Ernie, it appeared, was linked up with the maids at the castle. He was in the habit of drifting up there on Sunday afternoon, when, on their good-natured sufferance, he would stand inside the door of the servants’ hall, listening to their talk and, occasionally, contributing an item himself. Thus he had heard all about Dame Alice’s strictures upon her great-nephew’s attachment to Camilla. Ernie had been able, as it were, to pay his way by describing his own encounter with Ralph and Trixie in the copse. The elderly parlour-maid, a gossip of Trixie’s, lost no time in acquainting her of the whole conversation.
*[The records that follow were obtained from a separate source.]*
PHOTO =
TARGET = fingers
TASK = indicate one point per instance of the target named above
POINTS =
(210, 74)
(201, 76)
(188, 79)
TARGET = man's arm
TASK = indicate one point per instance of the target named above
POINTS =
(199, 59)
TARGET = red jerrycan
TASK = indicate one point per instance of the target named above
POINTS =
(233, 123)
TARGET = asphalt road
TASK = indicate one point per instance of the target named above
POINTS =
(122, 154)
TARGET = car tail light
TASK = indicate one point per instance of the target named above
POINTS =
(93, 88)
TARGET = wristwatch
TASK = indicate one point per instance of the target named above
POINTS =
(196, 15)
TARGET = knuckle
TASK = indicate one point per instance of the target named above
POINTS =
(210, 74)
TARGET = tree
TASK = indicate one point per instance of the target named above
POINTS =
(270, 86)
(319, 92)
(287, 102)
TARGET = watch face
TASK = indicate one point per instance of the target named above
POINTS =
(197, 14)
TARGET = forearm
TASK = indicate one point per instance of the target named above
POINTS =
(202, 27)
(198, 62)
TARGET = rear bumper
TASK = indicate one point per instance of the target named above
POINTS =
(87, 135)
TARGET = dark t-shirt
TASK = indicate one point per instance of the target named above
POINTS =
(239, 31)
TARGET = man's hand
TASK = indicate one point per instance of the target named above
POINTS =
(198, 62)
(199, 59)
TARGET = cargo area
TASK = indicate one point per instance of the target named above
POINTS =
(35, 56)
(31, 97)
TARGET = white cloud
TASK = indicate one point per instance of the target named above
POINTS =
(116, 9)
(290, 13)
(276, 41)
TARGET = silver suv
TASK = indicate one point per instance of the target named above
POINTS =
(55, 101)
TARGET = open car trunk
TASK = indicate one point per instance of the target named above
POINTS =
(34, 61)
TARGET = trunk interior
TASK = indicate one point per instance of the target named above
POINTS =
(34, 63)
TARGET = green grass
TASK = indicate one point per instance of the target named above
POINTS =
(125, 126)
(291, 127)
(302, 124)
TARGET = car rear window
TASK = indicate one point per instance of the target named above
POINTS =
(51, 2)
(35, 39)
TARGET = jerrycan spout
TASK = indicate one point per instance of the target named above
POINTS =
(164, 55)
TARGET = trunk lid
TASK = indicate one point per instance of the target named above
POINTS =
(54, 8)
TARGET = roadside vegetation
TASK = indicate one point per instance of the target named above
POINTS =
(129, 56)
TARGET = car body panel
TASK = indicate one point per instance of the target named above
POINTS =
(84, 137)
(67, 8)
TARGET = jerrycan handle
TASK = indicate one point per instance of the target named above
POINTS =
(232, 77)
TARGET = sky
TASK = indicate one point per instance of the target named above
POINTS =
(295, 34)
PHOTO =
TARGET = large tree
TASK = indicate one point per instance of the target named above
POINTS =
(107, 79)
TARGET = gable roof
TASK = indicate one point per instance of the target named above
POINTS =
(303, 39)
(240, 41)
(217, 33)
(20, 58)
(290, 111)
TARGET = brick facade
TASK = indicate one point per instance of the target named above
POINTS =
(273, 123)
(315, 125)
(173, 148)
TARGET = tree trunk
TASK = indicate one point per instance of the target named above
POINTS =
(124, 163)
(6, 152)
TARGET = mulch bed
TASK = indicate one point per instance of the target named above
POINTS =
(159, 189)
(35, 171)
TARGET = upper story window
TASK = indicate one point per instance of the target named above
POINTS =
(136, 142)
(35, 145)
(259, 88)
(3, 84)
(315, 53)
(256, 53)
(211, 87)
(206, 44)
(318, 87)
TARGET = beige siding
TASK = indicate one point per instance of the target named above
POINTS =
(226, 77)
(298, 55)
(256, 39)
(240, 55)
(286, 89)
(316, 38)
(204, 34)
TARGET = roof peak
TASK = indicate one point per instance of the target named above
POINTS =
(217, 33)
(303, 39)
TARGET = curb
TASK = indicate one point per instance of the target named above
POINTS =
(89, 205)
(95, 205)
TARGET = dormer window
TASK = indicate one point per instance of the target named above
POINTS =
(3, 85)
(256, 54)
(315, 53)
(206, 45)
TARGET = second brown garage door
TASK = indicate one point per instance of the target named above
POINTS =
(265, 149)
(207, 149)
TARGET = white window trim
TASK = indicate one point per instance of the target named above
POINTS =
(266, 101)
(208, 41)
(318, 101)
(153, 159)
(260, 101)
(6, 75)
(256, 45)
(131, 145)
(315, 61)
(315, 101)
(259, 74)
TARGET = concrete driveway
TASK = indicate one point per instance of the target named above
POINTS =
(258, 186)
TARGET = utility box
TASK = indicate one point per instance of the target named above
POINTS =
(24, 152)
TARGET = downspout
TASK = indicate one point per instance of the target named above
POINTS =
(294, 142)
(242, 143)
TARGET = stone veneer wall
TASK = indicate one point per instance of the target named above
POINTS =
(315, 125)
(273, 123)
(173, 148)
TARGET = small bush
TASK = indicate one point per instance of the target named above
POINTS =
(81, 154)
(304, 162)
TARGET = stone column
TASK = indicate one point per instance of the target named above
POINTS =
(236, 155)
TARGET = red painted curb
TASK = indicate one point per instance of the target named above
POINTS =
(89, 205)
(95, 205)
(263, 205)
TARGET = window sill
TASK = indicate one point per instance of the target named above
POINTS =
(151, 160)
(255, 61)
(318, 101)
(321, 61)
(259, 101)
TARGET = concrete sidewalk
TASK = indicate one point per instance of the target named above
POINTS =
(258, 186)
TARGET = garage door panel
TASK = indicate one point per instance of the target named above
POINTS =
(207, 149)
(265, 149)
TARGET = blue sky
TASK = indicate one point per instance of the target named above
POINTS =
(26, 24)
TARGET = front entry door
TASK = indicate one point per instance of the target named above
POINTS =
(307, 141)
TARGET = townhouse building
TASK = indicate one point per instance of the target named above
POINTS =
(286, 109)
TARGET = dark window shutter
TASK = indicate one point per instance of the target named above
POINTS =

Thus the age-old mechanics of village intercommunication were neatly demonstrated to Alleyn.

“Did you mind,” he asked, “about this tittle-tattle?”

“Lor’, no,” she said. “All they get out of life, I reckon, them old maidens.”

“Did anyone else hear of these matters?”

She looked at him with astonishment.

“Certain-sure. Why wouldn’t they?”

“Did the Guiser know, do you think?”

“He did, then. And was so full of silly notions as a baby, him being Chapel and terrible narrow in his views.”

“Who told him?”

“Why,” she said, “Ernie, for sure. He told, and his dad went raging and preachifying to Dame Alice and to Mr. Ralph saying he’d tell Passon. Mr. Ralph come and had a tell with me, axing me what he ought to do. And I told him, ‘Pay no ’tention: hard words break no bones and no business of Guiser’s, when all’s said.’ Course,” Trixie added, “Mr. Ralph was upset for fear his young lady might get to hear of it.”